1

SELECT (SELECT user_id FROM users WHERE user_id=1) AS user_id, (SELECT usersetting_user_id FROM usersettings WHERE usersetting_user_id=1) AS usersetting_user_id;

this returns:

| user_id | usersetting_user_id |  
|       1 |                   1 |

but I want to display all users, not just one. So I run the following:

SELECT (SELECT user_id FROM users) AS user_id, (SELECT usersetting_user_id FROM usersettings) AS usersetting_user_id;``

and get:

ERROR 1242 (21000): Subquery returns more than 1 row

Any idea how to circumvent this?

3 Answers 3

5

You should use a join statement, like so:

SELECT u.user_id, us.usersetting_user_id
FROM users u
JOIN usersettings us ON u.user_id = us.usersetting_user_id

This assumes usersettings.usersetting_user_id is a reference to the primary key (user_id) of users. Specifics can be found in the manual.

3
  • Thanks, it works. Don't understand what's with the "u" and "us" but I'll read the manual. EDIT: so those are aliases, ok.
    – w00t
    May 30, 2012 at 9:05
  • u and us are aliases for the tables users and usersettings
    – m0ntassar
    May 30, 2012 at 9:20
  • Sorry about that, I should've noted that below the example. Aliases aren't required, you could just as well use "users.user_id" instead of "u.user_id" without them, but it leads to excessively long queries when you start adding more tables.
    – Tzarium
    May 30, 2012 at 9:52
2

Assign aliases in FROM clause, then use alias.fieldname. Also group SELECT and FROM parts

SELECT user_id.user_id, usersetting_user_id.usersetting_user_id
FROM users AS user_id, usersettings AS usersetting_user_id;
1
  • 1
    aah ok, so those are aliases. thanks for the explanation
    – w00t
    May 30, 2012 at 9:09
0

I don't recommend to use in queries like this Joins or multiple froms because you loading all tables at all and then filtering it. It's like using Having instead of Where. It's related on mysql-server version but you can compare it byself with EXPLAIN (or EXPLAIN EXTENDED).

In your case I recommend you to use one table in from directive (basic table, users for example), and load other data with inner queries with Where id=user_id.

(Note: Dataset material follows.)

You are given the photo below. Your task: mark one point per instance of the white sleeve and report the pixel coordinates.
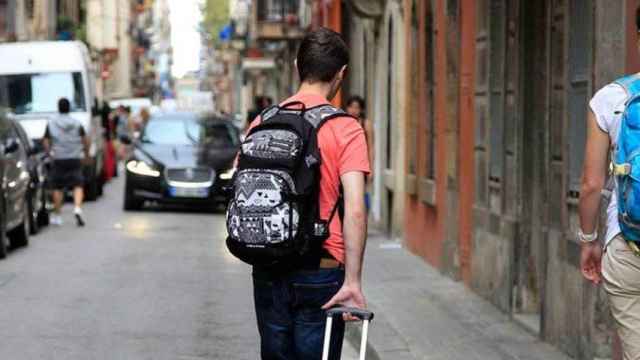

# query with basic table only
SELECT
  user_id
FROM users AS u;
# extended query
SELECT
  user_id,
  (SELECT usersetting_user_id
    FROM usersettings
    WHERE usersetting_user_id = u.user_id) AS usersetting_user_id
FROM users AS u;

P.s. If you know that your tables have the same rows count you can use the solution with Join by Tzarium but as INNER/LEFT/RIGHT JOIN instead of JOIN or OUTER JOIN.